There are a number of constraints required to fully formulate the selection problem. First, we wish to impose a quadratic restriction on the relatedness or group coancestry, θ, of the selected cohort, specified as θ ≥ c T Ac/2, where the additive or numerator relationship matrix of the pedigree is denoted A, of size Z × Z. The maximum and minimum contributions that a particular individual can make are denoted m and u, respectively, and both vectors are of size Z × 1. Here, if pedigree member i is not itself a candidate for selection (e.g., not physically available for use), the corresponding maximum contribution is set to zero (i.e., m i  = 0). Similarly, while the minimum number of contributions for a genotype might normally be zero, there may be times when prior investments might motivate setting u i to a specific value greater than zero, provided that m i  ≥ u i . In monecious tree species, where individuals can have reproductive structures for both genders, there are no limits imposed by gender and the total sum of all contributions in the pedigree should equal unity. For dioecious tree species, restrictions on the contribution of the separate genders are needed: c T d = 0.5 and c T s = 0.5 for female and male contributions, respectively, where: d and s are indicator vectors of size Z × 1,  d i  = 1 and s i  = 0 if tree i is a female and vice versa if i is a male.

In order to find the optimal gene contributions, the problem can be formulated as:

$$ \mathrm{Maximize}:\kern0.5em {\mathbf{c}}^T\mathbf{g} $$
(1a)
$$ \mathrm{Subject}\kern0.5em \mathrm{to}:\kern0.5em {\mathbf{c}}^T\mathbf{Ac}/2\le \theta $$
(1b)
$$ {\mathbf{c}}^T\mathbf{1}=1 $$
(1c)
$$ \mathbf{c}\ge \mathbf{u} $$
(1d)
$$ \mathbf{c}\le \mathbf{m} $$
(1e)

where 1 is a vector of size Z × 1 containing 1s.

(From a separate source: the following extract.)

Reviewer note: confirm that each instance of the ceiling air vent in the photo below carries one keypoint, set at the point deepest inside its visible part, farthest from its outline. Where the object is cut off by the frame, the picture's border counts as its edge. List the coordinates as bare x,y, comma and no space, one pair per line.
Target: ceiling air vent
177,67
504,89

This formulation of the optimization problem is flexible; for example (1c) could easily be replaced with c T s = 0.5 and c T d = 0.5, if required to account separately for gender.

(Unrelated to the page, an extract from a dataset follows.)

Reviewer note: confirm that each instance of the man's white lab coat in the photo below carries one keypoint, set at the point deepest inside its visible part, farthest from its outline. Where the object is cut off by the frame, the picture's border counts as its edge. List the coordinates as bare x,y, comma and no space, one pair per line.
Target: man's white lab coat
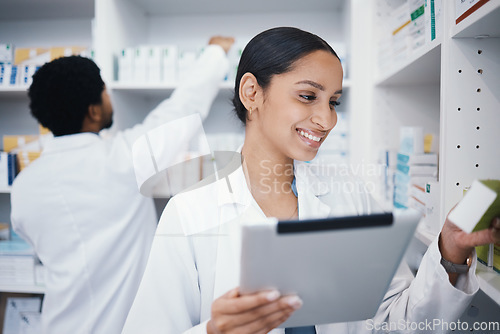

When reformulating as an SDP problem, the quadratic constraint (1b) is expressed in linear form using its Shur complement and the equality constraint (1c) replaced by two inequality constraints so that the selection problem for a monecious species is reformulated:

$$ \mathrm{Minimize}:\kern0.5em {-\mathbf{c}}^T\mathbf{g} $$
(2a)
$$ \mathrm{Subject}\kern0.5em \mathrm{to}:\kern0.5em \left[\begin{array}{cc}\hfill {\mathbf{A}}^{-1}\hfill & \hfill \mathbf{c}\hfill \\ {}\hfill {\mathbf{c}}^T\hfill & \hfill 2\theta \hfill \end{array}\right]\ge \mathbf{0} $$
(2b)
$$ {\mathbf{c}}^T\mathbf{1}-1\ge 0 $$
(2c)
$$ -{\mathbf{c}}^T\mathbf{1}+1\ge 0 $$
(2d)
$$ \mathbf{c}-\mathbf{u}\ge 0 $$
(2e)
$$ \mathbf{m}-\mathbf{c}\ge 0 $$
(2f)

We can now formulate the results in \( \mathbf{Y}={\mathbf{Y}}_{\mathbf{0}}-{\displaystyle \sum_{i=1}^Z}{\mathbf{Y}}_i{\mathbf{c}}_i: \)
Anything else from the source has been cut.